L’argumentaire est clair : si vous obtenez moins de 5 %, vous êtes invisibles. Vous pouvez mourir financièrement, cela ne dérangera pas grand monde.

L'argent ne fait pas tout, nous direz-vous. Et vous auriez raison, en toute autre matière que les élections. En effet, on pourrait imaginer que l'intérêt médiatique pour le renouvellement des idées politiques fasse son œuvre. Loin s'en faut.
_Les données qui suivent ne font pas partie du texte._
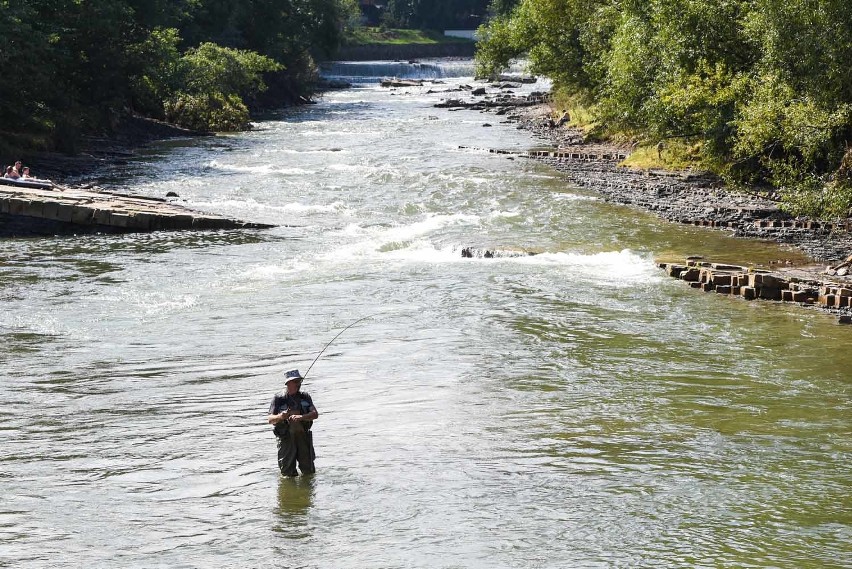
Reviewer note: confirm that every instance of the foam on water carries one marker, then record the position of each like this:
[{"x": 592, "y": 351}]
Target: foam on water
[{"x": 265, "y": 169}]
Réfugiée derrière l'application stricte des règles de l'Autorité de Régulation de la communication audiovisuelle et numérique (Arcom), la presse « suit le mouvement ».

L’Arcom a pour mission de veiller au respect, par les radios et les télévisions, des dispositions de la loi du 30 septembre 1986 dont, en particulier, celles relatives au pluralisme politique8. En principe, c'est exact. En pratique, les médias audiovisuels doivent respecter la règle d'équité du temps de parole… qui correspond à leur représentativité. Laquelle est établie en fonction des scores aux précédentes élections9. Lesquelles dépendent des règles précédemment énoncées de financement de la vie publique. La boucle est bouclée : plus vous êtes petits, moins vous parlez, moins vous parlez, plus vous êtes petits…
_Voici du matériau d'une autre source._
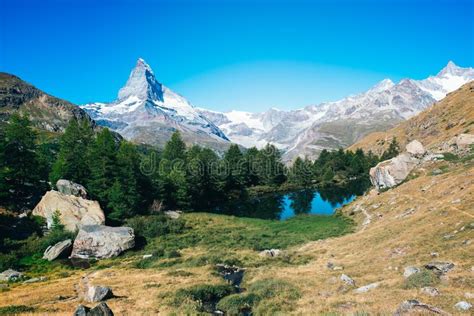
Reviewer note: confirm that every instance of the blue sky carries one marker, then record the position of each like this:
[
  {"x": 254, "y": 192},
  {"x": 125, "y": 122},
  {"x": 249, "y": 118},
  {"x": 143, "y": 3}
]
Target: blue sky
[{"x": 246, "y": 55}]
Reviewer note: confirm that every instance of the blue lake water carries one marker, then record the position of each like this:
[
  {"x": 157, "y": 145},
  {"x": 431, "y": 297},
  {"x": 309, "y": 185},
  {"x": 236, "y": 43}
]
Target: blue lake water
[{"x": 282, "y": 206}]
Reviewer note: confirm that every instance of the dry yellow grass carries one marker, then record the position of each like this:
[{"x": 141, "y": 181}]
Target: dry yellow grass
[{"x": 452, "y": 116}]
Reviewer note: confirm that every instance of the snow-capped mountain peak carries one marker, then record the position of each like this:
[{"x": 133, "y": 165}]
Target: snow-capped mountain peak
[
  {"x": 149, "y": 112},
  {"x": 142, "y": 84}
]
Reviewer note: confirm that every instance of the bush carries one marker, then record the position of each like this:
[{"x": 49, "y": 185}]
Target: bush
[
  {"x": 238, "y": 304},
  {"x": 421, "y": 279},
  {"x": 205, "y": 294}
]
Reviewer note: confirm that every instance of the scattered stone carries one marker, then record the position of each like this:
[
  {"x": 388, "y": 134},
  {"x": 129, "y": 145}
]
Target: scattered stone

Plusieurs têtes de listes aux élections européennes de 2024, dont Pierre Larrouturou (Nouvelle Donne), Marine Cholley (Equinoxe), Sven Franck (Volt), Guillaume Lacroix (Parti Radical de Gauche), Nina Morel (Allons Enfants), Hélène Thouy (Parti animaliste) et notre propre tête de liste, Caroline Zorn, avaient été reçues en juin 2024 par l’Arcom après avoir dénoncé l’invisibilisation médiatique ainsi subie… En vain, éconduites d’un simple « Faites un recours après les élections, on l'étudiera ».

En définitive, le Conseil constitutionnel a déclaré inéligible les -- ex -- parlementaires Barèges, Laussucq et Vojetta pour avoir enfreint les règles de financement des campagnes électorales, mais le problème majeur de la vie démocratique française est ailleurs.
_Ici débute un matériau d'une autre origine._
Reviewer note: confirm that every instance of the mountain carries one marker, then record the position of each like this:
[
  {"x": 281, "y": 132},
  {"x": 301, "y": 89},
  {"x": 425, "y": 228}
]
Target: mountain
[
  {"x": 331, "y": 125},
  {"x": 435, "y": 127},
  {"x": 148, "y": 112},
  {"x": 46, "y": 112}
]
Le verrouillage financier, juridique et médiatique encadrant les élections et la vie politique française empêche brutalement et institutionnellement l’ouverture du jeu démocratique.

Si les petits partis sont vent debout contre ce carcan absurde depuis des années, la médiatisation de son exacte application à des figures bien établies semble enfin ouvrir une brèche. Le désormais ancien député Vojetta, corsaire mais sûrement pas Pirate, promet qu'il « ne se laissera pas faire ». Ces ex-parlementaires vont-ils s'engager pour sauver la démocratie, ou leur peau ?

Nous, petits partis et petites formations politiques, continuerons à nous battre, non par choix, mais par nécessité.

Si les règles du jeu tuent les alternatives, c’est la démocratie qu’on enterre.

Ces règles ne sont pas neutres : elles favorisent les puissants, étouffent les nouveaux, et tuent dans l’œuf l’idée même de renouvellement politique. Elles sont inéquitables, inégalitaires, conservatrices. Elles ne garantissent pas la démocratie : elles la simulent. Nous, Pirates, refusons de nous résigner. Nous appelons à une réforme profonde des règles du jeu électoral. Pour que la démocratie survive, il faut que toutes les voix puissent s’exprimer — et pas seulement celles qui ont déjà gagné.